Two giant tunnel boring machines (TBMs) will spend three years boring out 2.6 million cubic metres of chalk beneath the hills to create the new high speed rail network’s 10-mile long twin bore tunnel. The chalk cut away by the 170-metre long TBMs will be mixed with water before being pumped out as slurry back along the tunnel to its entrance.
Slurry from boring the tunnels will be processed on site at a construction base just inside the M25 motorway – avoiding the need to transport the waste off site for reprocessing elsewhere.
Once out of the tunnel, the chalk and water slurry will be separated on site in a giant, purpose-built slurry treatment plant (pictured) where it will be pressed through ever-finer filters until all the water is removed to leave behind a dry chalky “cake”.
One of the key challenges the separation process faces is preventing the thickening slurry from clogging up the filtering machinery.
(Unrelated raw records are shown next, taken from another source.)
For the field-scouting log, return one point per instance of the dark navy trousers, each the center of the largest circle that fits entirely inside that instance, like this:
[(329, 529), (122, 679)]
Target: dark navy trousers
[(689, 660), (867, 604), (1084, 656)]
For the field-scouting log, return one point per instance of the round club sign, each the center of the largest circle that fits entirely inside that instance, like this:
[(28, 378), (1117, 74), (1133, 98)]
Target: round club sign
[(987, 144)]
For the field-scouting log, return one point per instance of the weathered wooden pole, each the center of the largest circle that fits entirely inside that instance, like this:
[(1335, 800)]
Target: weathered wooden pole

Working with its supplier MS, that has delivered the slurry treatment plant, HS2's civils contractor Align opted to use a polymer specifically developed to be effective with Chilterns chalk, which will enable the entire separation process to happen in around a week.
After which the chalk cake will be used to deliver HS2’s Colne Valley Western Slopes project - part of its Green Corridor programme to re-establish the locally distinctive chalk valley landscape and create the right growing conditions for calcareous grassland across the site.
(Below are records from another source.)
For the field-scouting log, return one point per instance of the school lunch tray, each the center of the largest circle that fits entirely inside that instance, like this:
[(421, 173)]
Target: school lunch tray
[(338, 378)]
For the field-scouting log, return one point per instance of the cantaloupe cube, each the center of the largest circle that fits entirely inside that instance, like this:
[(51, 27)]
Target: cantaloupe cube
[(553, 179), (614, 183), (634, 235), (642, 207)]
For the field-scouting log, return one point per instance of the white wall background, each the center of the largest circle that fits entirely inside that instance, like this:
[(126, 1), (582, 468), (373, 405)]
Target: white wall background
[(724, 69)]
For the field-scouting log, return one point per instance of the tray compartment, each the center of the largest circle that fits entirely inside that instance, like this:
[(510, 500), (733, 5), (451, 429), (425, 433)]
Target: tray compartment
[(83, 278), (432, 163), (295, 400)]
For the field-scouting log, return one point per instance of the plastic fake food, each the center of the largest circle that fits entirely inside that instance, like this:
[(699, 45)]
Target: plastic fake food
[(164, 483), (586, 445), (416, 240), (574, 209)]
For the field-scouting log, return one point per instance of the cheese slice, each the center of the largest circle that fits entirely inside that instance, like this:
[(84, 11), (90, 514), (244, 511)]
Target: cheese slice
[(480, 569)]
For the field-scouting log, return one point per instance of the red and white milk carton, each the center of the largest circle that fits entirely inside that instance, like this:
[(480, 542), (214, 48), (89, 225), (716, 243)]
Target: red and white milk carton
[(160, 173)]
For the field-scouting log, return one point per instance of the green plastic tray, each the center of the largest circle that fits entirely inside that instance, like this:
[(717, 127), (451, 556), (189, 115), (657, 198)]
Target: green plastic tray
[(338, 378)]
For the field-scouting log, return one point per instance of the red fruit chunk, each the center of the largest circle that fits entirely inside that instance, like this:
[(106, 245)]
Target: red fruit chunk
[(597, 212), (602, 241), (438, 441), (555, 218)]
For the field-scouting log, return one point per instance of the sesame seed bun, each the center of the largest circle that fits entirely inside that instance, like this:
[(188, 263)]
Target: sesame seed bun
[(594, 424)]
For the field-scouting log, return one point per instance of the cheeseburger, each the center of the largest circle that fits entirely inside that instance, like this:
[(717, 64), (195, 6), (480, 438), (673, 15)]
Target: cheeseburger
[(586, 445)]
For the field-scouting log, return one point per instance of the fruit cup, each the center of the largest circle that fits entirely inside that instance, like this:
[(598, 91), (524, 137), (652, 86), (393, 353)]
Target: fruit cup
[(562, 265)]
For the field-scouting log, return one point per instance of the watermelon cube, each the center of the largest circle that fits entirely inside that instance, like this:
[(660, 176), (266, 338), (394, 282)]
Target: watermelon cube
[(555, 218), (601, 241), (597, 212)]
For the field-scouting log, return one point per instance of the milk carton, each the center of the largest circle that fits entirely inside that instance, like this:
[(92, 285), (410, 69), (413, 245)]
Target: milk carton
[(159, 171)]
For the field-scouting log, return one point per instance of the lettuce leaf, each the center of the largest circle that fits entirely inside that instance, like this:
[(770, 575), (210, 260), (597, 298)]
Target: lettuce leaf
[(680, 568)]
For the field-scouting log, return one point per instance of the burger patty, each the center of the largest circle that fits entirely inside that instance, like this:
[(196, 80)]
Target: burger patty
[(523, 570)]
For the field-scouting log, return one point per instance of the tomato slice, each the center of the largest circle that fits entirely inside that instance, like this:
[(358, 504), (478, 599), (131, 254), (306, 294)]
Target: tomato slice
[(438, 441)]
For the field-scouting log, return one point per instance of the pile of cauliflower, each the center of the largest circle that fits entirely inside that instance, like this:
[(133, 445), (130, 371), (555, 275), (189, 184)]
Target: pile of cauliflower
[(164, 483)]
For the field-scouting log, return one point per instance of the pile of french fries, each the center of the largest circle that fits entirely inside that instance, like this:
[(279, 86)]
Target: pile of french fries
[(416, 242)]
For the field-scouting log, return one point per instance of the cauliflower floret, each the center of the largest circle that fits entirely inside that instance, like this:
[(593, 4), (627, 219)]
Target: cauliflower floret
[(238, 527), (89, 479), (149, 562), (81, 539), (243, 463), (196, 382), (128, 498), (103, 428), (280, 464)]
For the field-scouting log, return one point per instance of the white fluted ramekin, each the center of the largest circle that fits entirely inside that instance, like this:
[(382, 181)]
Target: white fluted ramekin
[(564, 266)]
The initiative will be a major contributor in helping HS2 meet its carbon reduction targets by delivering significant ecological gain in the Colne Valley, reducing road haulage, and enabling habitats to sequester carbon by replacing arable land with natural habitats. Almost 65,000 trees and shrubs comprising of 32 species will be planted together with nearly 3.5km of new hedgerows. Around 90 hectares of chalk grasslands will be created and areas of historic woodland reinstated.
HS2 innovation manager, Rob Cairns said:
“This brilliant innovation reduces the logistics operation to manage this waste product – helping HS2 to meet our ambition to reduce carbon emissions in construction by 50%. In addition, it means this slurry can be used to support the creation of 127 hectares of valuable new habitat, a key part of HS2’s fantastic Green Corridor plans.”
“Anybody who remembers classroom blackboards knows that chalk is dusty, so to avoid that and carry the freshly-cut loose chalk to the surface safely it’s mixed with water at the cutter head,” says Nick Podevyn, innovation manager for HS2 contractor, Align. “However, the scale of the project demands an innovative solution to deal with the 4.5 million cubic metres of waste slurry that will be extracted over the next three years,” he added.